Sostuvo que, a pesar de ello, hay quienes continúan con síntomas persistentes, por lo que tienen mayor riesgo de sufrir exacerbaciones (crisis), episodios de inestabilidad que aumentan la progresión de la enfermedad y complican su pronóstico. “Son varias las razones por las que ocurren, entre ellas que el paciente no esté siendo tratado con el medicamento adecuado, que no esté usando bien su dispositivo inhalador o que haya abandono terapéutico. En cualquiera de los casos, el desenlace es el mismo: ausentismo laboral, mayor número de urgencias médicas, hospitalizaciones y muerte prematura”.

Tan sólo en 2017 la EPOC estuvo dentro de las 10 primeras causas de defunción en mexicanos mayores de 50 años de edad, mientras que estudios de costos en instituciones públicas de salud señalan que por cada ingreso hospitalario por exacerbación, los gastos por paciente fluctúan entre los $140,000 y los $400,000 pesos anuales, sin considerar la remuneración de un cuidador y otros recursos asociados. Por eso, desde el momento en que el afectado presenta una o más hospitalizaciones por su causa, es necesario que el médico inicie, o en su caso modifique, el esquema terapéutico utilizando la combinación de dos broncodilatadores: un LAMA + un LABA en lugar de monoterapia, tal como indica la recién actualización de las Guías GOLD 2019.

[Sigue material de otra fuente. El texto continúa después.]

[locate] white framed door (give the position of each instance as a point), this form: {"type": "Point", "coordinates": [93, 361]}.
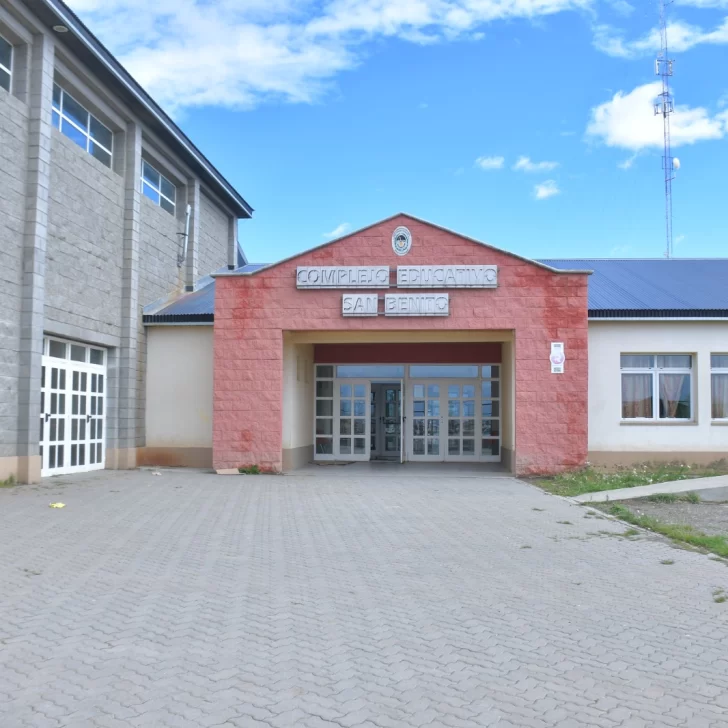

A propósito de ello, el Dr. Ricardo Lemus Rangel, neumólogo de adultos del CMN La Raza, sostuvo que para comodidad de los profesionales de la salud y de pacientes como Raquel Pankowsky, desde el año pasado Boehringer Ingelheim lanzó un innovador broncodilatador dual, de acción rápida y prolongada, que combina los beneficios del tiotropio (LAMA) y del olodaterol, un agonista beta2 andrenérgico (LABA).

Diferentes ensayos han demostrado que la combinación de dosis fijas de tiotropio + olodaterol aporta más beneficios sobre la función pulmonar y calidad de vida que ambos medicamentos por separado[vi], además de que ofrece mayor eficacia que la combinación de un corticoesteroide inhalado (ICS) + un LABA, por lo que es el único de su categoría designado GOLD estándar en el tratamiento primario o de mantenimiento de la EPOC. “Este broncodilatador dual reduce la dificultad para respirar y el uso de medicación de rescate, lo que hace posible que los afectados puedan caminar, trabajar, bailar e, incluso, hacer ejercicio, haciéndolos funcionales e independientes”.

Si bien se pude retrasar la evolución de la EPOC con una intervención terapéutica oportuna y adecuada, el experto coincidió en que la falta de adherencia es el principal motivo de fracaso. Por ejemplo, 6 de cada 10 pacientes no usan de forma apropiada los inhaladores prescritos[vii], lo que aumenta el riesgo de complicaciones. En este sentido, explicó que la combinación de tiotropio + olodaterol tiene la ventaja de ser administrada a través de un dispositivo inhalador de fácil uso (Respimat) que produce una nube de pequeñas partículas para que, con un solo disparo, la sustancia activa llegue directo al sitio de acción.

Por último, Raquel Pankowsky agradeció a los expertos y a Boehringer Ingelheim la oportunidad de compartir su testimonio y adelantó que en 2019 será embajadora de una campaña digital para elevar el conocimiento de la EPOC y promover una mejor atención para los pacientes. “Ninguna persona con EPOC tiene porqué sufrir la enfermedad en soledad. Quiero decirles que yo soy prueba de que es posible aprender a vivir bien con ella. Mantenerse activo, seguir el tratamiento médico y tener una actitud positiva son la clave”.